Absence of TARPγ2 does not affect ON-SAC receptive field size. A, Average light-evoked EPSCs in ON-SACs from het (n = 28 cells) and stg retinas (n = 24 cells). EPSCs were elicited by centered light spots (diameters (μm) are shown above traces). B, C, Amplitudes of EPSCs versus stimulus diameter for the time points shown by the corresponding symbols in A. Smooth lines show fits to a difference-of-Gaussians function.Error bars and shading are ±1 s.d.

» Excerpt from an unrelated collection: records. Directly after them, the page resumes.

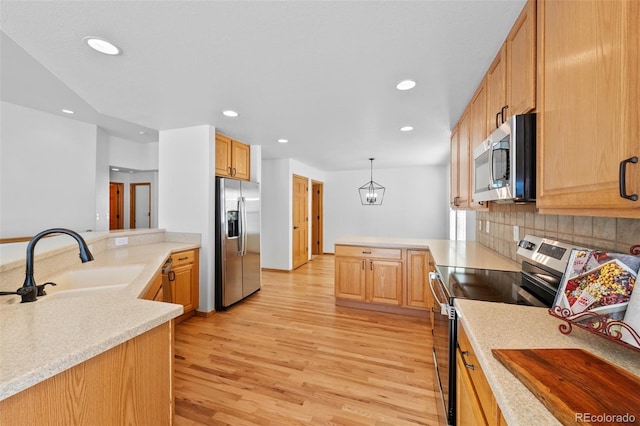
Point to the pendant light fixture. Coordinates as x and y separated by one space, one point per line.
371 193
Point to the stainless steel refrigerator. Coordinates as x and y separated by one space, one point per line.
237 241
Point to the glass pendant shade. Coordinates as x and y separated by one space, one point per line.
371 193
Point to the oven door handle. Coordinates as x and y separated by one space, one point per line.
539 281
444 307
530 298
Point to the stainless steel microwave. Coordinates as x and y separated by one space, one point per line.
505 162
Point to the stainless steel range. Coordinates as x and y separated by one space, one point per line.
543 264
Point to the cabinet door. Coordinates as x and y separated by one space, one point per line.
496 92
477 134
588 111
464 164
240 154
468 409
418 293
223 156
385 282
182 289
350 278
521 62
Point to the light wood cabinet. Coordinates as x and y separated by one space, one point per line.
476 404
185 286
496 82
419 264
386 279
128 384
477 134
507 88
154 290
232 158
588 110
369 277
521 62
460 165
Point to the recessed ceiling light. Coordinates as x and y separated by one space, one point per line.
102 46
406 85
229 113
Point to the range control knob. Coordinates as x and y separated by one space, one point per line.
527 245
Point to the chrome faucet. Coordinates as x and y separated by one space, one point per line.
29 290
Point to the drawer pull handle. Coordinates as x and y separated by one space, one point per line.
464 361
622 179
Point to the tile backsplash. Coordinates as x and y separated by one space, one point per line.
607 233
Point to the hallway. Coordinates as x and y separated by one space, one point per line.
289 356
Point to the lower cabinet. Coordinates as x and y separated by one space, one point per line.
475 403
129 384
387 279
185 285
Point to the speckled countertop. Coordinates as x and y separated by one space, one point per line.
43 338
501 326
469 254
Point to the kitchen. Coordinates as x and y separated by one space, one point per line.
494 228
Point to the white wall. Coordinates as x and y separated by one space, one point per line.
277 205
47 172
133 155
139 177
186 194
102 180
412 206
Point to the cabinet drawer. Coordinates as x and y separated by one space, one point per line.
480 384
183 258
362 251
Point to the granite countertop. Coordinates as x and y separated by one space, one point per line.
43 338
469 254
502 326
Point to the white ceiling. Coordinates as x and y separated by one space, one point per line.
321 74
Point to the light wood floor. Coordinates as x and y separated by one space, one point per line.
289 356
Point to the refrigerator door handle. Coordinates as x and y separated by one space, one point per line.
244 227
240 227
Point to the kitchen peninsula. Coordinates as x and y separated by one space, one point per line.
102 343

Spontaneous EPSCs (sEPSCs) are altered in the absence of TARPγ2. A, Sample current records from a het (black) and stg retina (red). Lighter traces at 0 pA show the derivative of the current records that were used to threshold and detect spontaneous events. Lower traces show detail for sample segments on an expanded time-base. B, Average sEPSCs generated from 580 events in five het SACs and 638 events in five stg SACs. The detection threshold was 5 SD (see Materials and Methods). Lower records show double exponential fits to the decay of the average sEPSCs. C, The amplitude of the fast component of the sEPSCs was unchanged. The amplitudes of the slow component for the stg SACs was much less variable than in het SACs, but the difference in means was not statistically significant. The fast decay component was significantly faster in stg SACs, but the slow decay time-constant was unchanged. p-values for an unpaired t test are shown above the parameters in the two panels (see also Extended Data Table 2-1). Error bars and shading are ±1 s.d.

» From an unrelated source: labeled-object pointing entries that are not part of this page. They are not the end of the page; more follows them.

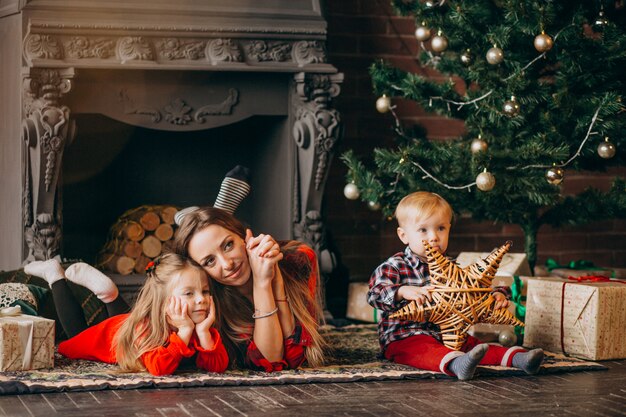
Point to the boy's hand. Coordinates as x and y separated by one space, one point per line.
501 301
419 294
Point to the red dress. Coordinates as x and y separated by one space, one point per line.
295 344
96 344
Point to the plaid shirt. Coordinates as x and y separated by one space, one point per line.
403 268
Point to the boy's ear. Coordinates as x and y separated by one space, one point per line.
402 235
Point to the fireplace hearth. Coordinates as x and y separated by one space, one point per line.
100 84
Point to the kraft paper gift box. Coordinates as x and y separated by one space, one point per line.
26 342
358 307
582 319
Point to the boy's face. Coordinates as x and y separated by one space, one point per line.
434 229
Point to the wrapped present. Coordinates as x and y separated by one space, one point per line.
358 307
585 318
511 264
26 342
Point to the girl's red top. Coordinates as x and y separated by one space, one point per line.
96 344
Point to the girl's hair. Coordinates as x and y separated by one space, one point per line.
146 327
421 205
234 319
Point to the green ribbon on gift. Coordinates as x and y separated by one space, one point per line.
579 264
518 299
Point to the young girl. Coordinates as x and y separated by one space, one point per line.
169 325
267 294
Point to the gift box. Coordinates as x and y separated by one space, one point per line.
358 308
579 318
26 342
512 263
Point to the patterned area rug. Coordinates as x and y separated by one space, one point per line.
353 351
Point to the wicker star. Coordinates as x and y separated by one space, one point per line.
461 298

Direction selectivity is largely unaffected by the absence of TARPγ2. Extracellular spikes were elicited by a dark bar moving in 12 directions through the receptive fields of ON-OFF direction-selective ganglion cells (DSGCs). The stimulus bar was 1 mm long, 200 μm wide and moved at 1 mm/s. The approximate dimension of the DSGC receptive field (blue circle) relative to the stimulus bar is shown in the schematic. A, Sample extracellular spike recordings from ON-OFF DSGCs in a het (black) and stg mutant retina (red) for preferred and null direction stimuli. Lower panels show peristimulus spike-time histograms (PSTHs) accumulated from 40 trials in each cell. B, Directional tuning for the OFF (leading edge) and ON (trailing edge) responses shown in A. Distance from the origin represents the peak of the respective PSTHs. Solid lines show fits to the von Mises function (see Materials and Methods). C, Distributions of the direction-selectivity index (DSI), here defined as the normalized length of the vector sum of the tuning function illustrated in B. D, Amplitude distributions for the tuning functions calculated from the von Mises fits to the data in B.

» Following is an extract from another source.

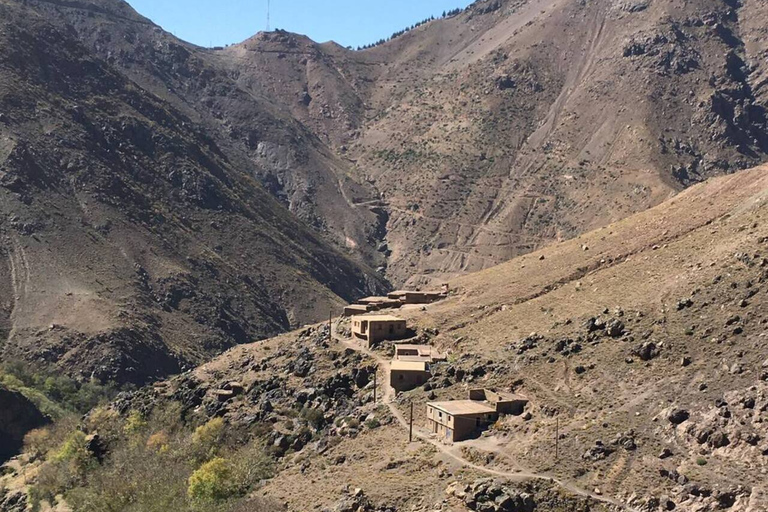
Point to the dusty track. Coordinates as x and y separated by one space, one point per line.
452 452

Directional tuning as a function of speed is unaffected by the absence of TARPγ2. PSTHs calculated for spikes elicited by narrow and wide bright bars moving through the receptive fields of ON-OFF direction-selective ganglion cells (DSGCs) in the preferred and null directions. The approximate dimension of the DSGC receptive field (blue circle) relative to the stimulus bars is shown in the schematic. The bars move, stop, and then disappear. A, PSTHs of extracellular spike recordings from ON-OFF DSGCs elicited by a narrow bar moving at a range of stimulus speeds (μm/s, shown in the legend) for both preferred (pref) and null (null) directions. A transient OFF-response is seen when the bar disappears at the end of the motion. B, DSIs, (Pref-Null)/(Pref+Null), as a function of stimulus speed for the data in A. C, D, Same format as A, B but for a wide-bar stimulus. Error bars and error shading indicate ±1 s.d.